O IFIX subiu 0,13% nesta sexta-feira (22), encerrando a sessão aos 3.855,09 pontos. O avanço diário de 5,14 pontos ocorreu apesar da pressão da semana, que terminou negativa. A abertura foi em 3.849,94 pontos, praticamente alinhada ao fechamento anterior de 3.849,95, indicando início estável antes de ganhar tração ao longo do pregão.
Ao longo do dia, o indicador variou entre a mínima de 3.842,32 e a máxima de 3.859,15 pontos. Esse intervalo moderado sugere um pregão de menor volatilidade, com investidores reagindo seletivamente a movimentos setoriais dentro do universo de FIIs. Ainda assim, o fechamento perto da máxima sinaliza um viés comprador no fim da sessão.
No acumulado da semana, o IFIX cedeu 29,67 pontos. Considerando o fechamento de 3.884,76 pontos na sexta anterior (15), a queda semanal foi de 0,76%. O recuo reflete ajustes de carteira e cautela diante do cenário de juros e expectativas macroeconômicas, fatores que seguem orientando o apetite ao risco no mercado de fundos imobiliários.
GARE11 concentrou o maior volume de negócios do dia, com R$ 1,11 milhão e leve baixa de 0,12%, reforçando seu papel de referência de liquidez no segmento. Em seguida, o MXRF11 movimentou R$ 1,01 milhão e avançou 0,10%, enquanto o GGRC11 registrou R$ 810,85 mil com queda de 0,20%. KNSC11 ficou estável com R$ 675,68 mil, e CPTS11 recuou 0,26% com R$ 667,11 mil.
Entre as maiores altas, o JSCR11 (JS Recebíveis Imobiliários FII) saltou 5,52%, cotado a R$ 8,70, impulsionado por apetite a papéis de crédito após recentes correções. O TRBL11 (Tellus Rio Bravo Logística) subiu 3,14%, fechando a R$ 66,85, beneficiado pelo interesse recorrente no segmento logístico.

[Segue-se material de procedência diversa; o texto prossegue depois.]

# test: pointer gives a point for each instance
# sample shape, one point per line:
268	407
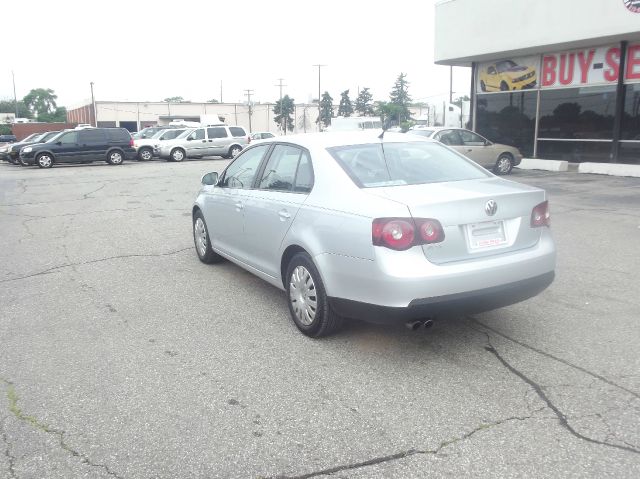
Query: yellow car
507	75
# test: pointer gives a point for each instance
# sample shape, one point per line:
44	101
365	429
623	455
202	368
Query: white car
390	229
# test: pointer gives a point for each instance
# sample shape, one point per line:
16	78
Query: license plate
486	234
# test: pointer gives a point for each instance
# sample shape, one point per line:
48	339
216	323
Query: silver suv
225	141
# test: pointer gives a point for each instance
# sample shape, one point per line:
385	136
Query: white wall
477	30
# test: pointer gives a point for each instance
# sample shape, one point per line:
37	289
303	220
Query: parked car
417	229
499	158
145	146
113	145
5	151
261	135
225	141
507	75
7	139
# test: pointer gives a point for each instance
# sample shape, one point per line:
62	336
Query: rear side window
118	134
411	163
237	131
217	132
91	136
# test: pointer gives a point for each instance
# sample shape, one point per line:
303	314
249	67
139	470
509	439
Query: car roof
343	138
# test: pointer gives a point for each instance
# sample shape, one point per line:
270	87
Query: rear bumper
470	302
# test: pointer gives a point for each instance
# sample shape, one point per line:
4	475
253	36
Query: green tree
326	110
364	103
9	106
399	96
283	110
345	108
41	101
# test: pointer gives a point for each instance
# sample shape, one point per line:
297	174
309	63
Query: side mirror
210	179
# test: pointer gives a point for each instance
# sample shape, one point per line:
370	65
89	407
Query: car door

Na ponta oposta, o ARRI11 (Átrio REIT Recebíveis Imobiliários) caiu 3,10%, finalizando a R$ 4,98. O movimento negativo acompanha a rotação entre fundos de recebíveis, com investidores realizando lucros e reprecificando risco diante da curva de juros.
Com o fechamento próximo da máxima e rota semanal negativa, o IFIX sinaliza um mercado seletivo, em que liquidez e qualidade de portfólio ditam o fluxo. Palavras-chave setoriais como logística, recebíveis e renda permanecem centrais nas decisões de alocação.